# Eurograbber: Handytrojaner stiehlt 36 Mio €



## Aka-Aka (6 Dezember 2012)

http://www.stern.de/digital/telefon...trojaner-klaut-36-millionen-euro-1938132.html




> Wie die meisten digitalen Angriffe beginnt auch dieser auf dem PC des Opfers: Zunächst muss der Computer des Nutzers mit einer Schadsoftware namens "Zeus" infiziert werden, das gelingt den Kriminellen entweder mit einem verseuchten Link, den sie via E-Mail verschicken, oder mit einer zuvor manipulierten Webseite. Per Drive-by-Download installiert sich von dort die Schadsoftware automatisch und vom Nutzer unbemerkt auf dem Computer.

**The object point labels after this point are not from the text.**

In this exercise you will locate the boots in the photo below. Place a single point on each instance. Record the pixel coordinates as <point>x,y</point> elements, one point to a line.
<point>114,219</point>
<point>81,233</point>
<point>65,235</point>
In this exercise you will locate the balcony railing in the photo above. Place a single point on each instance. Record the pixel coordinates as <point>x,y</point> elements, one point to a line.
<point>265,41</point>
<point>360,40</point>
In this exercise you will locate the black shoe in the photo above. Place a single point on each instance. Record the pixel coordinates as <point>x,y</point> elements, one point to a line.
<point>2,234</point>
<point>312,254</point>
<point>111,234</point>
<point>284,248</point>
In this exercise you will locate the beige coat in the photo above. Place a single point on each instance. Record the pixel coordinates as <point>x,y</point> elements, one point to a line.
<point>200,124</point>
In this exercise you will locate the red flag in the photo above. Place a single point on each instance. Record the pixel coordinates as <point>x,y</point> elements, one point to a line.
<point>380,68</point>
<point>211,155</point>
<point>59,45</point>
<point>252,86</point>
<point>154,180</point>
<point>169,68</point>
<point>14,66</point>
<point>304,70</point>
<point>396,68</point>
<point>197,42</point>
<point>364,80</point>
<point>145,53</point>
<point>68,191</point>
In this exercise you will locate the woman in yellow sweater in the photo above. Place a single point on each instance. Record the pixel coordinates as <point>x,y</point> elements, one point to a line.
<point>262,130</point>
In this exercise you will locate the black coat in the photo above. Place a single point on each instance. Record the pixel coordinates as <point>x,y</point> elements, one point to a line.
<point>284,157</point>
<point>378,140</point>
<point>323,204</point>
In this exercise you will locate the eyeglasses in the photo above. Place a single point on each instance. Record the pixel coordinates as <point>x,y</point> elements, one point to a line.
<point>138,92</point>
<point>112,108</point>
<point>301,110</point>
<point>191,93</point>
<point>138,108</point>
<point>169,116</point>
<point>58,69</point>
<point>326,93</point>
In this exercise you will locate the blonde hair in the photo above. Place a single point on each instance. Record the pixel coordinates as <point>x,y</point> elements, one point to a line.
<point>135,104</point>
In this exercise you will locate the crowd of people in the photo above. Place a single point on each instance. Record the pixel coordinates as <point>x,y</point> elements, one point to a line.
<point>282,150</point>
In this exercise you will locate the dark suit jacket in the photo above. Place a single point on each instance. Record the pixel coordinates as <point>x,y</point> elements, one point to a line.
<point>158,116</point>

> Will der Nutzer nun eine Überweisung tätigen, erhält er beim sogenannten mTan-Verfahren eine mobile Transaktionsnummer per SMS zugeschickt. Nur mit dieser Nummer ist es möglich, im Browser Geld zu überweisen. Allerdings fängt "Zitmo" diese nur einmal gültigen Codes ab und nutzt sie, um Geld vom Bankkonto des Opfers abzuheben und auf das Konto des Angreifers zu überweisen. Somit wird nicht direkt das System des Onlinebankings angegriffen, für die Bank sind die Daten in Ordnung und die Angriffe nicht zu verhindern. Je nach Transaktion werden zwischen 500 und 250.000 Euro abgehoben.


 
Details:
http://www.checkpoint.com/products/downloads/whitepapers/Eurograbber_White_Paper.pdf
allerdings sind die dort angegebenen Details geschwärzt.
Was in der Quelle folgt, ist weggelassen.